Sub Specie is a blog dedicated to cursory thoughts and analyses of the interplay of science, culture, language, and artistic media. In a broad sense, it is about how ideas are disseminated in our lives, and the forms they are expressed in. The point of departure is my own experience, the research I come across, the books I read, the games I play, &c. In this digital age, we are all at the center of our own web of information, but we have the unique ability to reach out anywhere across the world and throw a strand to another person, thereby connecting our webs, and forging new perspectives through interaction.
These ideas and perspectives can take many forms, and act through various media. These media include scientific discourse, and traditional art forms such as literature and poetry, but Sub Specie also seeks to broaden its cultural perspective into the realm of popular culture, games, and digital media. The views presented here are often a layman’s view, as I have not been initiated (fully) into the analytical sciences that have arisen around different forms of cultural expression – language being the exception. However, I believe that the interdisciplinary perspective has much to offer to anyone who is as fascinated by human culture as much as I am. Here’s to a fruitful exchange.

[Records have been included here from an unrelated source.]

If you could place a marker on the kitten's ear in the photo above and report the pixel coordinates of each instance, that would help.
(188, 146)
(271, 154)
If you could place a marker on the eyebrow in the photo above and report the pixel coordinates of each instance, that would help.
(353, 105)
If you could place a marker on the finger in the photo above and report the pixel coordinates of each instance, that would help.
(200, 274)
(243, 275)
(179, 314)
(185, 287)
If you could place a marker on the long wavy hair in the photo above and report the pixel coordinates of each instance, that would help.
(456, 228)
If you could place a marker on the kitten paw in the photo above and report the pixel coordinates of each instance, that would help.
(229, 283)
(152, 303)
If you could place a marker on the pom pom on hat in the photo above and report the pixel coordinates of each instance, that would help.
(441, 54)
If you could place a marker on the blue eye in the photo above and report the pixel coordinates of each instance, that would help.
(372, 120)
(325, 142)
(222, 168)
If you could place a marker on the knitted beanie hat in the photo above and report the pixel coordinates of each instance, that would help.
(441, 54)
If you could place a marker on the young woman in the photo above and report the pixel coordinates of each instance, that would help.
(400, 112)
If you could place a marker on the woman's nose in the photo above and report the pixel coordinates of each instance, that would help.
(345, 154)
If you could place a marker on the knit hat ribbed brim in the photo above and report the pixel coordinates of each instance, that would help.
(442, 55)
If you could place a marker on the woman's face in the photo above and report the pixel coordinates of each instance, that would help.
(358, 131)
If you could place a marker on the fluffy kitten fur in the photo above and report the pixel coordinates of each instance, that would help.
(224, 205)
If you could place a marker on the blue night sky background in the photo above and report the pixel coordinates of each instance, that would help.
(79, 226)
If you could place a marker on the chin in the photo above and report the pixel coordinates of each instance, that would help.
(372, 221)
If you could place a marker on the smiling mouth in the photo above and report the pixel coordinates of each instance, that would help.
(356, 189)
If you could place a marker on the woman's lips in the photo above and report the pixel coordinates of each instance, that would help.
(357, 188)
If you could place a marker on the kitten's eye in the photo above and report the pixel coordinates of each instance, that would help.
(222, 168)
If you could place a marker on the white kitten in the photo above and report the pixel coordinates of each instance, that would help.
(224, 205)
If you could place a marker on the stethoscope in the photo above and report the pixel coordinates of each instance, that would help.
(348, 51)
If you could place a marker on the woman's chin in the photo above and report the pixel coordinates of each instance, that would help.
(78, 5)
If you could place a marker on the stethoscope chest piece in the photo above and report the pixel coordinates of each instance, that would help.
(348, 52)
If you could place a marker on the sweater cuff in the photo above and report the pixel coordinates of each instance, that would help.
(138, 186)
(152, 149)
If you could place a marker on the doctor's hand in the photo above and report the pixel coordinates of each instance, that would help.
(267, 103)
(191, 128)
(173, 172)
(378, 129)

I apologise beforehand for the many unfinished thoughts, unkept promises of more analyses, and periods of silence that will inevitably occur on this blog. It is the way my mind works, especially when I am busy with my job as a linguist, or writing about and publishing music, or spending time offline.
-Oscar Strik
Sub specie, latin for ‘under the aspect, form, perspective’; it finds its most famous use in the term sub specie aeternitatis ‘under the aspect of eternity’, used by Baruch de Spinoza and Ludwig Wittgenstein, among others, to denote a perspective distanced from, or outside of, the world. Theoretically, such a perspective exists, and it offers a view of the world as a whole that is dispassionate and mystical at the same time. To attain such a perspective is perhaps a goal of science and philosophy alike. All the while, we are also bound to our own personal perspectives, our individual species. Each of these is unique, and of equal worth, but perhaps in their linking, they may attain to something greater than the sum of its parts.